Saturday, June 16, 2018

Charles Bane Jr.'s The Chapbook — A Father’s Pen

photo © Mark Butkus 2009
Beholding in wonderment its vantaged range.

I weep as I write my remembrance of the hour
when I and my now-lifeless son
played inside the panes of an imperishable vacuum.
Upwards we climbed the sheer towers of its scope
and beholding in wonderment its vantaged range,
stood enfranchised citizens of a creation everlasting,
unfolded in the vista of a sleeping star.

Thence, down we walked the old and rusted ways
of a penciled landscape, above whose trails a garden fared,
chaired in a traffic of its own engendering seed.
My dearest precious one.
My priceless, sweetening bloom.
Such was the separation of myself from my soul’s light that,
seeing his features through an imaginary lens
words chosen for my work would stay near a moment longer;
but of those rows and the vocabulary of their weighing stones,
is the labor of my canto.

I pray that in its meter’s brief life upon the page
each note will plunge upon its spot as rain upon the feeding deep,
and plumb the sense of fellow men.
Surveying their topography, I rode to town on business once,
and, in a coffee house at travel’s end, turned to see
in a smoky recess shunned by other patrons, two old sodomites.
One face had a slant, as when a falling shower makes circles of the dark.
Both had a dignity of their own design, but so frail was its preserve
that a clumsy step would be accompanied by a shatter.
Their display was bare of an overhanging span,
but for the roof they found below my ruby petal.


— Charles Bane, Jr.


There is no worse fate for a parent than to survive a child. A Father’s Pen tries to come to terms with that event. It is hoped that this poem by Charles Bane, Jr. offers support for fathers who grieve.

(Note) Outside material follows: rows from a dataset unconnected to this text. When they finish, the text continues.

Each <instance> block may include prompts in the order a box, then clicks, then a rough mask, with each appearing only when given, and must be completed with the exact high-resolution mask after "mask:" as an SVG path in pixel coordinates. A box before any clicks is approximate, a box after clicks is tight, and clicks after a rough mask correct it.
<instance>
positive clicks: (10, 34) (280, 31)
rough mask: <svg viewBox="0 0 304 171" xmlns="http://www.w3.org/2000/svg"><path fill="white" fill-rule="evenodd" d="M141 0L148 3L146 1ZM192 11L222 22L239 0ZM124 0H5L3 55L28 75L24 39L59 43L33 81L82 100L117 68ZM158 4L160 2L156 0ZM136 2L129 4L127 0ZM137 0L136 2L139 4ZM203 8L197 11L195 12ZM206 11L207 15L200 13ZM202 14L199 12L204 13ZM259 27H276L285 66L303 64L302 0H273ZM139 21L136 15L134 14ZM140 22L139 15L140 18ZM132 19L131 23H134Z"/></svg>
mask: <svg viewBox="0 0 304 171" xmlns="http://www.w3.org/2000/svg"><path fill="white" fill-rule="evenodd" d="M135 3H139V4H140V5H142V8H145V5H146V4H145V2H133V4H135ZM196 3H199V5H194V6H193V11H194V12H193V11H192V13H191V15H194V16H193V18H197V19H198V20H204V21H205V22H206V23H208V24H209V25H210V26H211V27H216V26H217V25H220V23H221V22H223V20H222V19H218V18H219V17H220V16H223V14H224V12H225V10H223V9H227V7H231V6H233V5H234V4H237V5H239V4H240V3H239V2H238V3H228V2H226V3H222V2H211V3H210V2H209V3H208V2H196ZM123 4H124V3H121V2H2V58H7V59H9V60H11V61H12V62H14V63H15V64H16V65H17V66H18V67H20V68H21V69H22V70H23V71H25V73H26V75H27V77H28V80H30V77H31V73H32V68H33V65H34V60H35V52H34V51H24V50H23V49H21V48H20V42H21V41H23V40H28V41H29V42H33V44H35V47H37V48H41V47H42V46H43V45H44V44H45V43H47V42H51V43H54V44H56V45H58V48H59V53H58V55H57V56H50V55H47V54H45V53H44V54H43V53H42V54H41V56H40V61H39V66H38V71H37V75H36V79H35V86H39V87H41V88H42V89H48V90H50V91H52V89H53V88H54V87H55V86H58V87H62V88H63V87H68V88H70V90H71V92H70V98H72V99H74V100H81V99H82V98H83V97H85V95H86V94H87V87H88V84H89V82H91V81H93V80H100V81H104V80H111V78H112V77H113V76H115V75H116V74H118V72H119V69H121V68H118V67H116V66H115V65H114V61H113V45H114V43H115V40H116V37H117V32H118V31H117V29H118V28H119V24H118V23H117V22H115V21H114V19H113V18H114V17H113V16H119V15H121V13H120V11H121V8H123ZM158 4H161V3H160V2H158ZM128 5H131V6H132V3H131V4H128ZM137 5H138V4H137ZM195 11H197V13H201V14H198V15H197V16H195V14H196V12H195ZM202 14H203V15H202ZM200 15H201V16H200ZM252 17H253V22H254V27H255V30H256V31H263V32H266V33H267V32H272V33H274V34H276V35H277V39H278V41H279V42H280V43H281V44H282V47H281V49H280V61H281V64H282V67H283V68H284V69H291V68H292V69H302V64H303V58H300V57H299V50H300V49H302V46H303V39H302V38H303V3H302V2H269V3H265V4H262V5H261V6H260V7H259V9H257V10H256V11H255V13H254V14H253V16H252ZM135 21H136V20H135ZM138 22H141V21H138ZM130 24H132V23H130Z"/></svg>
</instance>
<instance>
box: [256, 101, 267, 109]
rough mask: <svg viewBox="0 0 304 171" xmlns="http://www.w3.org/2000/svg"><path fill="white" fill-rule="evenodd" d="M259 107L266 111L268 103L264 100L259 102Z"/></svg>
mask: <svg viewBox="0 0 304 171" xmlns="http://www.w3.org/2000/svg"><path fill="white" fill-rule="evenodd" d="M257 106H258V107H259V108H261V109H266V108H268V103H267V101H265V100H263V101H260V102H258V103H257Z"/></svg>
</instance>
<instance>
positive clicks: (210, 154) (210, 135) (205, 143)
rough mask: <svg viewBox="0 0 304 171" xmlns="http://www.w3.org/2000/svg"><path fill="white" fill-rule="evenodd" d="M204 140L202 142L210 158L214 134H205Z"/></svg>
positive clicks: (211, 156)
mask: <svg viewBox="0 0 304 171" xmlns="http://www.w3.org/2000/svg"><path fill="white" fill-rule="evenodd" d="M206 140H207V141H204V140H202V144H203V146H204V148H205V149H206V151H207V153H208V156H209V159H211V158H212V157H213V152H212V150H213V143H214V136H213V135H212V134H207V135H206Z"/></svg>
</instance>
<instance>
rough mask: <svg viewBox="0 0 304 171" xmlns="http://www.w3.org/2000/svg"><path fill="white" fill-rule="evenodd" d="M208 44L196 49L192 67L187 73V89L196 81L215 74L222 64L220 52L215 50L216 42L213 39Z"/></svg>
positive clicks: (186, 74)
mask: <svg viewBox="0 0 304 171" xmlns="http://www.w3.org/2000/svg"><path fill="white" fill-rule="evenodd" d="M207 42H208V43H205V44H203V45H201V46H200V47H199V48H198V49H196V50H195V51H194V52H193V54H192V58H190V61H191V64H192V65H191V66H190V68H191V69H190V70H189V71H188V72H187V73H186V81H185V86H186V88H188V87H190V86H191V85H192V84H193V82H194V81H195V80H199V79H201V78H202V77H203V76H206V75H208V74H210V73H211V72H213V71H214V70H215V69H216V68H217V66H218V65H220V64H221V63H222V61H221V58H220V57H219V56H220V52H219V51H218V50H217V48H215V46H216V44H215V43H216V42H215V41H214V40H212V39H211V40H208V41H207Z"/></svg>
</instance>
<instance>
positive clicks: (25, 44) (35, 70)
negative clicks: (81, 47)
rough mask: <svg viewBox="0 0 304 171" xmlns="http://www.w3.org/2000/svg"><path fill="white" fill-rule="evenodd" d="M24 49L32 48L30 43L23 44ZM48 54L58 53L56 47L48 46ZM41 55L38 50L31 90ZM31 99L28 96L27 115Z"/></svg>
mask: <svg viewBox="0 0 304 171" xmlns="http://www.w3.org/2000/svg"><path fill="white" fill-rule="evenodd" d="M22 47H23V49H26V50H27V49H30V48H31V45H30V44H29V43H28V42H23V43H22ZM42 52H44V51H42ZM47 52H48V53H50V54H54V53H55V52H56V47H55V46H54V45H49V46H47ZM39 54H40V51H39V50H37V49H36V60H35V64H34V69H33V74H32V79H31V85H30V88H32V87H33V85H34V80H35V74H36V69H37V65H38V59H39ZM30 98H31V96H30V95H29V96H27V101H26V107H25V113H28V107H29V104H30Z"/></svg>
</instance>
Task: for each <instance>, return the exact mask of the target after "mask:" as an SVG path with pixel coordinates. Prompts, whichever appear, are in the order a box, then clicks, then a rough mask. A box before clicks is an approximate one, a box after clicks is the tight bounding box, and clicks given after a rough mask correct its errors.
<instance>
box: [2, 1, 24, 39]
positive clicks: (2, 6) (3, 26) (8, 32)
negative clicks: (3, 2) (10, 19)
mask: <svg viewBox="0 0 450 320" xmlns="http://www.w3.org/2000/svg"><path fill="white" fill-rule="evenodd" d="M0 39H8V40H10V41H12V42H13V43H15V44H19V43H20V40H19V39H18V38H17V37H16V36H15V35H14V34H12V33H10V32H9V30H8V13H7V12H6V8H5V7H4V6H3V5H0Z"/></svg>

A Father’s Pen continues our serialization of Charles' 2011 volume of poetry, The Chapbook (Curbside Splendor). Part of a years-long journey, where we share and explore Charles' passion — his poetry — with you, our readers. 

Charles is also the author of Love Poems (Kelsay Books, 2014). His work has been described in the Huffington Post as "not only standing on the shoulders of giants, but shrinking them." He created the Meaning of Poetry series for The Gutenberg Project and is a current nominee as Poet Laureate of Florida. A career encompassing collection of poetry, The Ends Of The Earth was published in 2015.

We thank Charles for his continuing contributions and wish him well in the publishing of a collection of short fiction entitled, For Whom The Bell Tolls: The Sequel And Other Stories.